呪イノ少女、鬼ノ少女

部屋から漏れる明かりが、女の姿を足元からだんだんと現していく。

今まで意識が落ちていたせいか、意識がまだ揺らいでいて、その様子をぼーっと見つめていることしか出来ない。


女は裸足だった。

真っ白な襦袢を纏い、濡れたように艶のある真っ黒な髪は足元まで伸びていた。


肌は白い。

それは色が無いように思えるほど白かった。


酷く不気味だ。


力ない瞳はぞっとするほど冷たく、見つめられているだけで体から体温が抜けてしまいそうである。

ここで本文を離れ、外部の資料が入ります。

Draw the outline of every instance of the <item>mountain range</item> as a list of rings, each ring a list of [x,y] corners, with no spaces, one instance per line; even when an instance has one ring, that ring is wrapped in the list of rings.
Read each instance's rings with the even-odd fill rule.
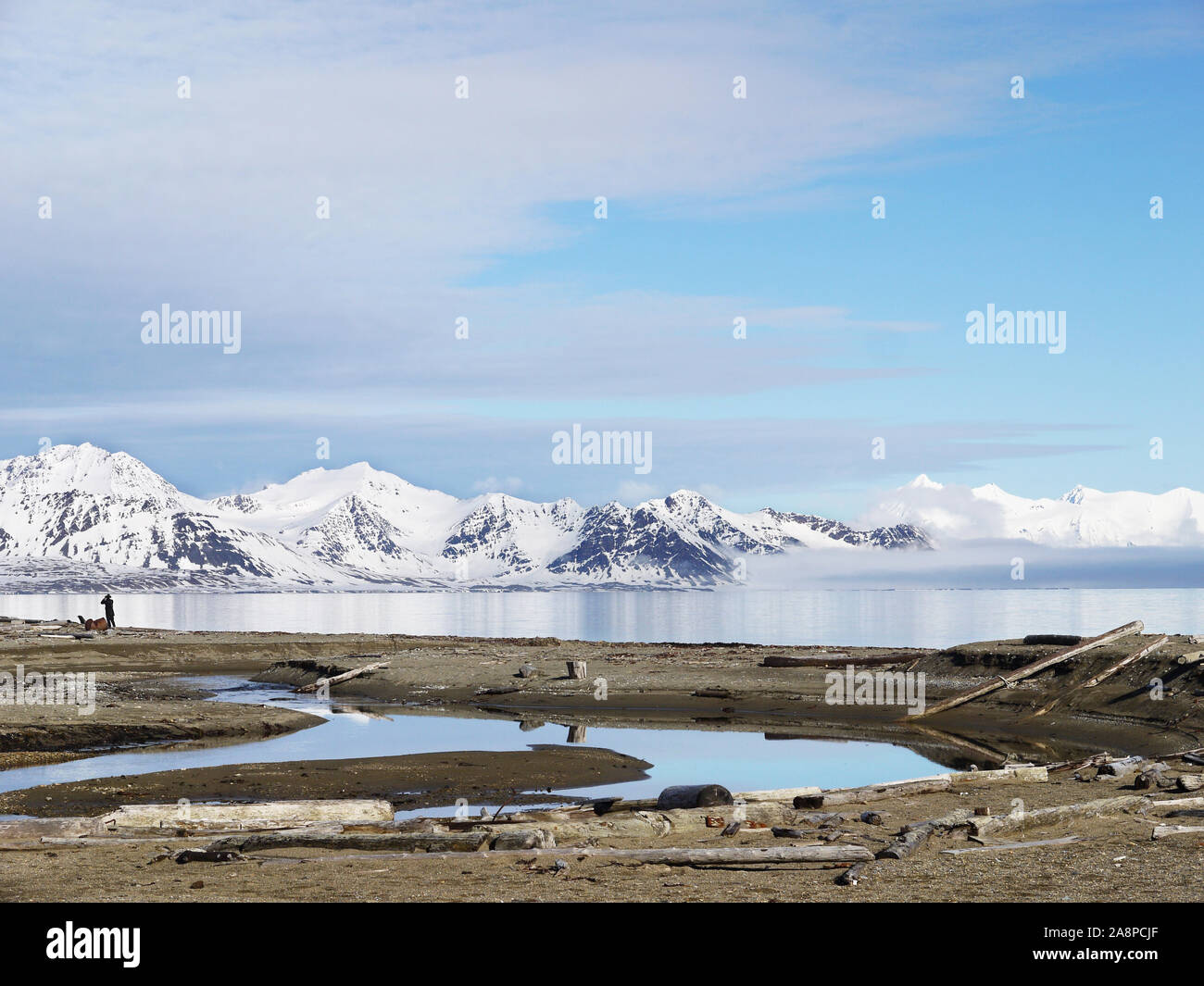
[[[908,524],[738,514],[689,490],[635,507],[460,500],[359,462],[201,500],[87,443],[0,461],[10,588],[700,588],[739,581],[746,555],[927,547]]]
[[[90,444],[0,461],[0,585],[12,590],[707,588],[752,556],[821,559],[1009,538],[1057,547],[1204,544],[1192,490],[1025,500],[917,477],[857,527],[734,513],[679,490],[635,507],[507,494],[461,500],[359,462],[254,494],[189,496]]]

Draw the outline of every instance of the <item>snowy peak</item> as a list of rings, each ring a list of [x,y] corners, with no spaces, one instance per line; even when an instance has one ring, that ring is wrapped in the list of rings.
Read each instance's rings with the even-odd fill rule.
[[[87,443],[51,445],[37,455],[0,462],[0,488],[23,496],[82,494],[169,506],[181,502],[179,490],[132,455]]]
[[[0,560],[84,566],[113,586],[698,586],[732,581],[745,555],[907,547],[928,547],[923,532],[738,514],[691,490],[632,508],[459,500],[358,462],[199,500],[89,444],[0,462]]]
[[[1075,486],[1057,500],[1015,496],[993,483],[958,486],[915,482],[870,512],[940,538],[1005,538],[1060,548],[1204,545],[1204,494],[1103,492]]]

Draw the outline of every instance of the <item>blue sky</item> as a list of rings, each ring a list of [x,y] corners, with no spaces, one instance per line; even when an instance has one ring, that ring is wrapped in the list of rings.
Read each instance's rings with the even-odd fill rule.
[[[846,518],[919,472],[1204,488],[1199,4],[4,2],[0,30],[0,457]],[[241,352],[143,346],[163,303],[240,311]],[[988,303],[1066,311],[1066,352],[967,344]],[[651,431],[651,472],[553,465],[573,423]]]

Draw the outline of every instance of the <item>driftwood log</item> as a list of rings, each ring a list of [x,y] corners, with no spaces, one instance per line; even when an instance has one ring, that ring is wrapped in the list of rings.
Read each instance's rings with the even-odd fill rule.
[[[265,849],[360,849],[399,850],[402,852],[477,852],[485,848],[488,832],[389,832],[371,834],[359,832],[308,832],[295,828],[288,832],[261,832],[248,836],[226,836],[209,843],[206,850],[234,849],[254,852]]]
[[[793,799],[795,808],[816,809],[837,804],[863,804],[883,801],[899,795],[931,795],[963,784],[990,784],[992,781],[1046,781],[1049,771],[1045,767],[1005,767],[999,771],[964,771],[952,774],[934,774],[929,778],[895,780],[886,784],[870,784],[864,787],[833,787],[818,795],[802,795]]]
[[[366,656],[366,655],[362,655]],[[334,678],[319,678],[317,681],[309,685],[302,685],[299,689],[294,689],[296,695],[308,695],[311,692],[318,691],[323,685],[338,685],[343,681],[350,681],[353,678],[359,678],[361,674],[367,674],[370,671],[376,671],[377,668],[383,668],[388,665],[388,661],[374,661],[371,665],[364,665],[362,667],[353,668],[352,671],[344,671],[342,674],[336,674]]]
[[[1112,640],[1119,640],[1121,637],[1128,637],[1131,633],[1140,633],[1145,630],[1145,624],[1140,620],[1133,620],[1132,622],[1125,624],[1125,626],[1119,626],[1115,630],[1109,630],[1106,633],[1100,633],[1098,637],[1092,637],[1084,640],[1075,646],[1067,648],[1066,650],[1056,651],[1055,654],[1046,655],[1029,665],[1025,665],[1016,671],[1009,672],[1008,674],[997,674],[991,680],[985,684],[976,685],[973,689],[967,689],[966,691],[960,691],[956,695],[951,695],[948,698],[937,702],[934,705],[928,705],[922,712],[917,713],[919,716],[937,715],[938,713],[948,712],[949,709],[963,705],[974,698],[980,698],[984,695],[990,695],[993,691],[998,691],[1003,687],[1011,687],[1016,681],[1022,681],[1026,678],[1031,678],[1046,668],[1051,668],[1055,665],[1062,663],[1068,657],[1074,657],[1076,654],[1082,654],[1092,648],[1102,646],[1104,644],[1110,644]]]
[[[1141,657],[1145,657],[1147,654],[1153,654],[1153,651],[1156,651],[1158,648],[1161,648],[1163,644],[1165,644],[1169,639],[1170,639],[1169,637],[1159,637],[1152,644],[1146,644],[1140,650],[1134,650],[1132,654],[1127,655],[1126,657],[1121,657],[1119,661],[1116,661],[1116,662],[1109,665],[1108,667],[1105,667],[1094,678],[1088,678],[1086,681],[1084,681],[1082,683],[1082,687],[1085,687],[1085,689],[1093,689],[1100,681],[1106,681],[1109,678],[1111,678],[1121,668],[1128,667],[1134,661],[1137,661],[1137,660],[1139,660]],[[1180,659],[1180,663],[1182,663],[1182,659]]]
[[[393,805],[386,801],[337,798],[326,801],[272,801],[256,804],[123,804],[98,819],[102,828],[205,828],[241,825],[295,828],[303,822],[386,822]]]
[[[767,654],[761,667],[766,668],[832,668],[848,667],[869,668],[881,665],[901,665],[914,661],[922,654],[875,654],[870,657],[850,657],[848,654],[816,654],[810,657],[790,657],[785,654]]]
[[[1051,808],[1037,808],[1032,811],[1015,811],[1010,815],[991,815],[970,819],[970,831],[975,836],[990,836],[996,832],[1015,832],[1019,828],[1037,828],[1072,819],[1093,819],[1099,815],[1119,815],[1149,804],[1141,795],[1121,795],[1114,798],[1100,798],[1079,804],[1057,804]]]
[[[677,784],[661,791],[660,797],[656,798],[656,810],[714,808],[731,803],[732,792],[720,784]]]
[[[991,845],[972,845],[964,849],[943,849],[944,856],[961,856],[963,852],[1010,852],[1014,849],[1038,849],[1043,845],[1070,845],[1081,843],[1081,836],[1063,836],[1061,839],[1035,839],[1031,843],[993,843]]]

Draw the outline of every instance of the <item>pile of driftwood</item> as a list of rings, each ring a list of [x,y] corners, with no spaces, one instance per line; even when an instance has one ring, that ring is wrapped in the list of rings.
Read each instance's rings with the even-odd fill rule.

女の足が縁側にかかり、ゆっくりと部屋の中に入ってくる。


「あ…っ」


澪の傍まで歩み寄ってきた女の手、喉元に触れた。

彼女の手は痛いほどに冷たいのに、何故か全身からは汗が噴出した。


―――体が、動かない。


じっとりと、額に脂汗が滲むのにそれを拭うことも出来ない。

逃げ出したいのに手も足も、ピクリとも動かせない。


状況が少しも分からない。

ただ、怖い。

怖い。

怖い。

怖い。


歪んでいた女の口がゆっくりと動く。

ゆっくりと言葉が一文字づつ紡がれていく。